Abstract:Person re-identification (Re-ID) aims to match person images across non-overlapping camera views. The majority of Re-ID methods focus on small-scale surveillance systems in which each pedestrian is captured in different camera views of adjacent scenes. However, in large-scale surveillance systems that cover larger areas, it is required to track a pedestrian of interest across distant scenes (e.g., a criminal suspect escapes from one city to another). Since most pedestrians appear in limited local areas, it is difficult to collect training data with cross-camera pairs of the same person. In this work, we study intra-camera supervised person re-identification across distant scenes (ICS-DS Re-ID), which uses cross-camera unpaired data with intra-camera identity labels for training. It is challenging as cross-camera paired data plays a crucial role for learning camera-invariant features in most existing Re-ID methods. To learn camera-invariant representation from cross-camera unpaired training data, we propose a cross-camera feature prediction method to mine cross-camera self supervision information from camera-specific feature distribution by transforming fake cross-camera positive feature pairs and minimize the distances of the fake pairs.
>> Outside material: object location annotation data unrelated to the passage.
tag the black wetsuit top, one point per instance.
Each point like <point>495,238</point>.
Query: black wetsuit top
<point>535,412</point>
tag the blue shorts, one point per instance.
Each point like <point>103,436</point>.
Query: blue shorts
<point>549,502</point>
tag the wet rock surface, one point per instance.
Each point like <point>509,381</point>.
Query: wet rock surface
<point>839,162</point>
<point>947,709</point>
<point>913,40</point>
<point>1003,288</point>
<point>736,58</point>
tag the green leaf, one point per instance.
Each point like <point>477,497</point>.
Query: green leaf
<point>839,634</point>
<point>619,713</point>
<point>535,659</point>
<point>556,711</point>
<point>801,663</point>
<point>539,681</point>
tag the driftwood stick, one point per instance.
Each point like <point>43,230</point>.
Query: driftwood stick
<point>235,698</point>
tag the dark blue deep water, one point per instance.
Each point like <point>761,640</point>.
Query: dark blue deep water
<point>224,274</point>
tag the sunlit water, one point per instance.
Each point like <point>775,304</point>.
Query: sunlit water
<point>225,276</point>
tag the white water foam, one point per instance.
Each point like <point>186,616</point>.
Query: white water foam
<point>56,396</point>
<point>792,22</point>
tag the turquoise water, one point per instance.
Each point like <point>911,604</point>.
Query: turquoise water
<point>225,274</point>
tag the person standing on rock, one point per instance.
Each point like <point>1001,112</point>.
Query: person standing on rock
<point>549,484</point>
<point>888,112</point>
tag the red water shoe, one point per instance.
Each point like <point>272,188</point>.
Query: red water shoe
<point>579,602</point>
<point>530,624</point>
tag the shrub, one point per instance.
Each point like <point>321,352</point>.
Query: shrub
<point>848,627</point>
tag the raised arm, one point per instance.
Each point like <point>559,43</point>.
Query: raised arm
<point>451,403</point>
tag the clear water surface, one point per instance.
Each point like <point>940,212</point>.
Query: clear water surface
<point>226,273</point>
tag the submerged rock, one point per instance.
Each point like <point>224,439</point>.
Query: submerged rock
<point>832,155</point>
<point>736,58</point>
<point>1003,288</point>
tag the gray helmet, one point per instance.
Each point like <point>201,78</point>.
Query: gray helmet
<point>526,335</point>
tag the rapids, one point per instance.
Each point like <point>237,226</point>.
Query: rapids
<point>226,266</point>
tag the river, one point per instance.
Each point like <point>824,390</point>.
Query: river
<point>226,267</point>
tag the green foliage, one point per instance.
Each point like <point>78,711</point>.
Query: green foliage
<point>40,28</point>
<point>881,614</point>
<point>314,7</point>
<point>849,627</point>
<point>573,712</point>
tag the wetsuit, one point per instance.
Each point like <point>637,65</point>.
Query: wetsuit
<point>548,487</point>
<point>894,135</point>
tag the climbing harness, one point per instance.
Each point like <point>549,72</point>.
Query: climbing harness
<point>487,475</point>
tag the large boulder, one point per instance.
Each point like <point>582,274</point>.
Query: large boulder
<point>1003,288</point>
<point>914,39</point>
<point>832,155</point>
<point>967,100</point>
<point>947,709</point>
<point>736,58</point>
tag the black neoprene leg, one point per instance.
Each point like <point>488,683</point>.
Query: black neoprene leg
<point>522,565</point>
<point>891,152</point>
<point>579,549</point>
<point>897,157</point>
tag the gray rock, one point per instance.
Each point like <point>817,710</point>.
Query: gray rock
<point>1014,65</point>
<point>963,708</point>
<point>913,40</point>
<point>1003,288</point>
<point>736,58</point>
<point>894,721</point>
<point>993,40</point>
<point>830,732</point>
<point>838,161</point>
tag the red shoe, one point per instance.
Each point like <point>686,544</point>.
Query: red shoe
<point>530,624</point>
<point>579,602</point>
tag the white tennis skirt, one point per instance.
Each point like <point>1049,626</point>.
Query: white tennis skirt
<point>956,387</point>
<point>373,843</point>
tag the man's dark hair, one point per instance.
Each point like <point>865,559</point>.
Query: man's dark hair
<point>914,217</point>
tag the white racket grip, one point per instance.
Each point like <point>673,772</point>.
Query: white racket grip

Furthermore, we automatically localize and extract local-level feature by a transformer. Joint learning of global-level and local-level features forms a global-local cross-camera feature prediction scheme for mining fine-grained cross-camera self supervision information. Finally, cross-camera self supervision and intra-camera supervision are aggregated in a framework. The experiments are conducted in the ICS-DS setting on Market-SCT, Duke-SCT and MSMT17-SCT datasets. The evaluation results demonstrate the superiority of our method, which gains significant improvements of 15.4 Rank-1 and 22.3 mAP on Market-SCT as compared to the second best method.